Admettons que l’invisible ne soit plus vraiment une valeur sûre. Du moins, l’invisible tel qu’en parlaient Maupassant, Edgar Poe, Lovecraft et tant d’autres avant eux. Comme si le modernisme, avec l’électricité, puis plus tard les néons et les LED, avait fait disparaître ce que recouvrait auparavant l’invisible. Un jeu de bonneteau. L’invisible d’hier encore était là, on change la donne, on appuie sur l’interrupteur, on rallume, où est-il ? Peut-être logé dans des mots tout neufs, sous blister : complot, fake news, lanceur d’alerte, État profond, Davos.
Admettons alors qu’on puisse changer d’éléments de langage aussi aisément que l’on modifie notre perception de la réalité. Admettons que X, au siècle dernier, ait éprouvé tout un pan des peurs ataviques de l’humanité et qu’il ait été témoin de ce cambriolage. Du fait qu’en changeant la fréquence de ce qu’avait été, depuis l’origine des temps, l’invisible – aussi facilement qu’on change de station de radio – on ait modifié, en quelque sorte, le génome humain. Ce ne serait pas totalement sot de songer que certains eussent pratiqué ce sport à profit. Pour faire toujours plus de pognon, évidemment. Puisqu’il n’y a plus que cela qui compte.
Admettons que ce genre de chose soit également inéluctable. Qu’il ne faille pas s’illusionner, que les époques précédentes aient été mieux équipées en vocabulaire pour s’effrayer ou se rassurer sur ces phénomènes électriques, magiques, que sont nos émotions, nos pulsions. Rester sans voix devant la peur. En être ébahi, ébaubi, tout autant que devant le désir. On comprend presque aussitôt ce lien entre la peur et le désir dans l’imaginaire des bibliothèques. À la fois la peur de l’immensité du contenu d’une bibliothèque et l’inéluctable qui en découle presque en même temps : se dire qu’on ne pourra jamais tout lire. On ne le pourra plus.

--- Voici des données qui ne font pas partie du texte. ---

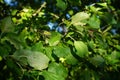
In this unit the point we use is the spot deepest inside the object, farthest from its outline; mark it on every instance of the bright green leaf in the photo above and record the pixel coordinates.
(81, 48)
(78, 19)
(97, 61)
(35, 59)
(58, 69)
(70, 59)
(94, 22)
(61, 4)
(51, 76)
(54, 39)
(7, 25)
(61, 51)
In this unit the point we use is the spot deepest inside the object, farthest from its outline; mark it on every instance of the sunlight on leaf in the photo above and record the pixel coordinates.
(78, 18)
(7, 25)
(82, 49)
(35, 59)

L’universalisme aussi est un mot caduque, lié à une certaine idée que les êtres se faisaient, ou plutôt ne se faisaient pas, de l’inéluctable. On pouvait hier encore s’imaginer posséder une connaissance totale d’un sujet, voire même de plusieurs, sans doute grâce à une transversalité du savoir. Ou encore par analogie. Ce que X éprouva, il s’en était ouvert un jour à Y, avec beaucoup de nostalgie.

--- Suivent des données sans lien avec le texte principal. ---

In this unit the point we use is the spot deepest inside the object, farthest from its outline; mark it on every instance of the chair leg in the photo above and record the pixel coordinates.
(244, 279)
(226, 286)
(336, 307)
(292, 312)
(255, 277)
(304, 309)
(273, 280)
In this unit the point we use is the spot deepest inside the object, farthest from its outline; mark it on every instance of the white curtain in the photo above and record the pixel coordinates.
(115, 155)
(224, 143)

Admettons aussi que c’est cette nostalgie de toute une époque envers l’universalisme qui aura engendré la nôtre. Une époque prônant l’oubli, le carpe diem, la méditation pleine conscience, les théories fumeuses sur la sérendipité, l’instant présent. Par paresse, par facilité. Ce qui autrefois nécessitait de lire, de s’interroger, de questionner le monde nous intéresse moins que des réponses toutes faites, destinées à créer l’égrégore d’une nouvelle matrice rassurante.
Admettons que, de toutes les peurs qui auront disparu, l’abandon seul subsiste encore. Dieu nous a abandonnés avec Nietzsche. Que nous reste-t-il après cela, qui puisse ne pas se désagréger sous nos yeux fatigués ? La réalité.
Une idée de réalité nous abandonne, laissant la place à un théâtre d’ombres, à un spectacle grotesque, ubuesque. La foi en l’humanité nous quitte réciproquement à celle que nous avions placée dans nos institutions.
Qu’en est-il de la peur de X, à présent, de son désir, et des nôtres ?
Les mots me manquent cruellement pour les exprimer.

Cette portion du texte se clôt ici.